Nicht sofort von den Bewohnern verbrauchte Energie wird für die Nacht, für trübe Tage und für den Winter gespeichert. Dies geschieht über einen Kurzzeit- und einen Langzeitspeicher. Ersterer ist eine Lithium-Eisenphosphat-Batterie in Kleiderschrankgröße im Keller, die den Energiebedarf von drei bis vier Tagen deckt. Letzterer sind zwei große Wassertanks unter der Erdoberfläche. 250.000 Liter Wasser können bis Ende Herbst auf bis zu 65 Grad Celsius aufgeheizt werden. Diese thermische Energie wird im Winter zum Heizen eingesetzt.
Wohnen in einem Gebäude ohne Anbindung ans Stromnetz setzt voraus, dass Haushaltsgeräte mit hoher Energieeffizienz arbeiten. Nebst sparsamen Waschmaschinen und Kühlschränken hilft das Smart-Home-System Busch-free@home®, den Energieverbrauch der Bewohner möglichst klein zu halten. Zur Erweiterung des Komforts lassen sich verschiedene Szenen programmieren, zum Beispiel lässt sich eine gedimmte Dinnerbeleuchtung von einer hellen Lesebeleuchtung unterscheiden. Das System merkt sich auch Kombinationen und stellt diese dann automatisch zur Auswahl. Sehen die Bewohner beispielsweise gerne mit gedimmtem Licht und heruntergelassenen Jalousien fern, merkt sich das Haussteuerungssystem diese Kombination und stellt sie dann zur Verfügung.
Dank Fühlern im Außen- und Innenbereich reagiert Busch-free@home® automatisch auf externe Einflüsse. Ist es in der Wohnung im Sommer zu warm und scheint die Sonne an die Fensterscheibe, werden automatisch die Jalousien zur Beschattung heruntergefahren. Bläst ein starker Wind, der diese beschädigen könnte, werden sie wieder hinaufgezogen. Somit garantiert die Haussteuerung nicht nur Sicherheit und Energieeffizienz, sondern maximiert auch den Wohnkomfort.
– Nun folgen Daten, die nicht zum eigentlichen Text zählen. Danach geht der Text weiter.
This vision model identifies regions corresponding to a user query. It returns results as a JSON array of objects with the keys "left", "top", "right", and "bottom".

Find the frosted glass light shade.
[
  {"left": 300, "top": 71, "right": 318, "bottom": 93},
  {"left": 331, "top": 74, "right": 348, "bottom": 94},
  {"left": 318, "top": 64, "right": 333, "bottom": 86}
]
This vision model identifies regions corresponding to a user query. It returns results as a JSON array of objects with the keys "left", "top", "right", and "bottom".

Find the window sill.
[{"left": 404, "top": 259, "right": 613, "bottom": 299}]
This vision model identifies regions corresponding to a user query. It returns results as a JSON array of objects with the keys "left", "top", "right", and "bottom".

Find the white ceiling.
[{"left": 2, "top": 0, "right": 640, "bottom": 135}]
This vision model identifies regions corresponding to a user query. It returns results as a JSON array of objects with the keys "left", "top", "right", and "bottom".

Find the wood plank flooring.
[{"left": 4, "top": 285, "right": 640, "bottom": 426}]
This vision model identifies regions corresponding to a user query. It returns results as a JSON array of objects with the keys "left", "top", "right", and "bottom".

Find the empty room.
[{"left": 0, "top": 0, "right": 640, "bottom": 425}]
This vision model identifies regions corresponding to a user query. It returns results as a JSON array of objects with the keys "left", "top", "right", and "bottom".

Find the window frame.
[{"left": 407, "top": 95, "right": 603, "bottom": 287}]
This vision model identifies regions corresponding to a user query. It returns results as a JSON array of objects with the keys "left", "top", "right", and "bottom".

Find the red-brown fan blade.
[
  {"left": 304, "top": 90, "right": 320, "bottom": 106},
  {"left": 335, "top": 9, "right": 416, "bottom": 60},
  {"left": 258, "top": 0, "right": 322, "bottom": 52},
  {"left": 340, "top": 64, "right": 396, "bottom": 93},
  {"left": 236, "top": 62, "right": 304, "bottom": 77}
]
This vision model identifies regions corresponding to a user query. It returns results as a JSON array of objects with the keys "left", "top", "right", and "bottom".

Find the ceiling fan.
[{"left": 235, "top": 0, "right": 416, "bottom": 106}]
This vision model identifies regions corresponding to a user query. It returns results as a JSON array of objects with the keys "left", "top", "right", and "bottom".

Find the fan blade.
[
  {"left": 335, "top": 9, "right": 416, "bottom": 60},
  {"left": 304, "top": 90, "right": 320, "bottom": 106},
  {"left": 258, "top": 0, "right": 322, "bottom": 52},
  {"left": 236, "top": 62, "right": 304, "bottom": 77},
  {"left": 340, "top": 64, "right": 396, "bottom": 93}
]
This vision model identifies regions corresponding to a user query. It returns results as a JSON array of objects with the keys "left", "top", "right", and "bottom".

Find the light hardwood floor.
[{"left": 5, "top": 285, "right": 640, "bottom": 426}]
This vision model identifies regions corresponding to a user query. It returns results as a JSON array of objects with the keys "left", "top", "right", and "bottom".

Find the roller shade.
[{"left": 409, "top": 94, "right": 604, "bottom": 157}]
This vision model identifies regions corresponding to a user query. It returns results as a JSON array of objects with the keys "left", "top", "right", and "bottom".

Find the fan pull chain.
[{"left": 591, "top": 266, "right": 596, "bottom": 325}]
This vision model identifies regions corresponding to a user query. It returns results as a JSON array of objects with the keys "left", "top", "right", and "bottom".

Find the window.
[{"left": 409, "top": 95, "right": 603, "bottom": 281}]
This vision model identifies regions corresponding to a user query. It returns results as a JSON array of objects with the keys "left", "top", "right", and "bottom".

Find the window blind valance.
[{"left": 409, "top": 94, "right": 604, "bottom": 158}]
Die Umwelt Arena Spreitenbach tritt als Bauherr auf und ist darauf spezialisiert, möglichst breite Bevölkerungsschichten über nachhaltiges Bauen und erneuerbare Energien zu informieren. Das Pionierprojekt von Brütten setzt neue Maßstäbe für den Wohnungsbau der Zukunft. Kein Anschluss an herkömmliche externe Energiezulieferer, weder thermisch noch elektrisch – für die Heizung, Lüftung und den Haushaltsstrom ist das Haus selbst die Energiequelle. Revolutionär ist ebenso das „Power-to-Gas“-Prinzip, bei dem überschüssiger Solarstrom in Wasserstoff gespeichert und über eine Brennstoffzelle wiederum in Strom umgewandelt wird. Zusätzlich wird mit dem Solarstrom ein Car-Sharing-System betrieben. Alle Technologien, die verbaut wurden, sind zukunftsorientiert, serienmäßig und auf dem Markt erprobt. Es ist ein Leuchtturmprojekt der Umwelt Arena Spreitenbach, das aufzeigt, dass die Umsetzung der Energiestrategie 2050 bereits heute möglich ist, wenn vorhandene Technologien und das Know-how konsequent genutzt und kombiniert werden. Es beweist, dass viel erreicht werden kann, wenn mit Wille und Geschick eine Vision verfolgt wird.